If you’re like me and have not had much exposure to pregnant women, you have probably also never heard of Braxton Hicks contractions. In fact, I hadn’t heard about them until I read a friend’s blog about 3 weeks before they started for me (in Week 27 of my pregnancy). So what are Braxton Hicks contractions and for that matter, who the heck is Braxton Hicks?

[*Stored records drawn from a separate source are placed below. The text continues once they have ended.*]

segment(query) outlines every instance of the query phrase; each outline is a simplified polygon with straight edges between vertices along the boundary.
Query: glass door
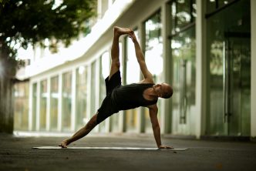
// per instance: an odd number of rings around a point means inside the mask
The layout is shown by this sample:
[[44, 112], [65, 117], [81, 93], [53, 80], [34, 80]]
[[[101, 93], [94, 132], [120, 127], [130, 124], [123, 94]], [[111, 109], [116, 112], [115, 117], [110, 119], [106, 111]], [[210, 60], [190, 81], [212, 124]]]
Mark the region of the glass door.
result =
[[241, 1], [207, 18], [209, 135], [250, 135], [249, 9]]

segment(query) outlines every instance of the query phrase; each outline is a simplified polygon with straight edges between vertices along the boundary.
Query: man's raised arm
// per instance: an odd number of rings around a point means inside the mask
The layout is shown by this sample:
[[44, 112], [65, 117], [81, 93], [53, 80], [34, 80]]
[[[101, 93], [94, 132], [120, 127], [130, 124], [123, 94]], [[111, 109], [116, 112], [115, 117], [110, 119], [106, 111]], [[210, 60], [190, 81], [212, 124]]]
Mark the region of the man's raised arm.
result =
[[134, 32], [132, 31], [130, 34], [129, 34], [129, 37], [130, 37], [134, 43], [135, 53], [137, 61], [140, 65], [140, 70], [144, 76], [145, 79], [148, 79], [150, 82], [153, 82], [153, 76], [150, 72], [147, 69], [145, 58], [140, 49], [140, 44], [136, 38]]

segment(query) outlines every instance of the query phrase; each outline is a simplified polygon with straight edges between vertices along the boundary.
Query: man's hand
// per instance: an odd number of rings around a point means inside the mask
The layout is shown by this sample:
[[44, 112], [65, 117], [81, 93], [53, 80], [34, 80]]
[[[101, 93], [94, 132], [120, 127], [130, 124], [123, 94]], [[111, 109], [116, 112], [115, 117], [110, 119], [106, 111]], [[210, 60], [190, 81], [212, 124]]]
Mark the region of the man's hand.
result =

After some research, I’m sorry to report that Mr. Hicks’ first name was actually not Braxton, it was John… as in John Braxton Hicks. Though according to Baby Name Wizard (see previous post for details on my love affair with that website), the name Braxton sprung into Firstnameland in the 1970s and has risen steadily to rank 171st in the US in 2010. I’m sure his parents would have been proud, as would he, but since his research was performed in the 1870s, it is highly unlikely that he was around to witness his name make it into the first name club.

According to the Mayo Clinic, Braxton Hicks contractions are your body’s way of “warming up” for the big day. They are occasional, weak (though sometimes less on the weak side) contractions of the uterus which materialize in a tightening feeling in the abdomen for a minute or two at a time. In my case, they made my stomach really hard for a minute or so, then there was a release feeling like after you tense up a muscle and let go. I wouldn’t call them comfortable per se, but I also wouldn’t call them painful. Simply shifting positions is supposed to help if you are uncomfortable and upping your fluids is supposed to reduce the number of Braxton Hicks contractions you have. Mine seemed to arrive in swarms where I’d feel 3-5 during a several hour period, then I wouldn’t feel them again for several days. If they become frequent or regular, call your doctor because you might be in actual labour, not “false labour” which is another term for Braxton Hicks contractions.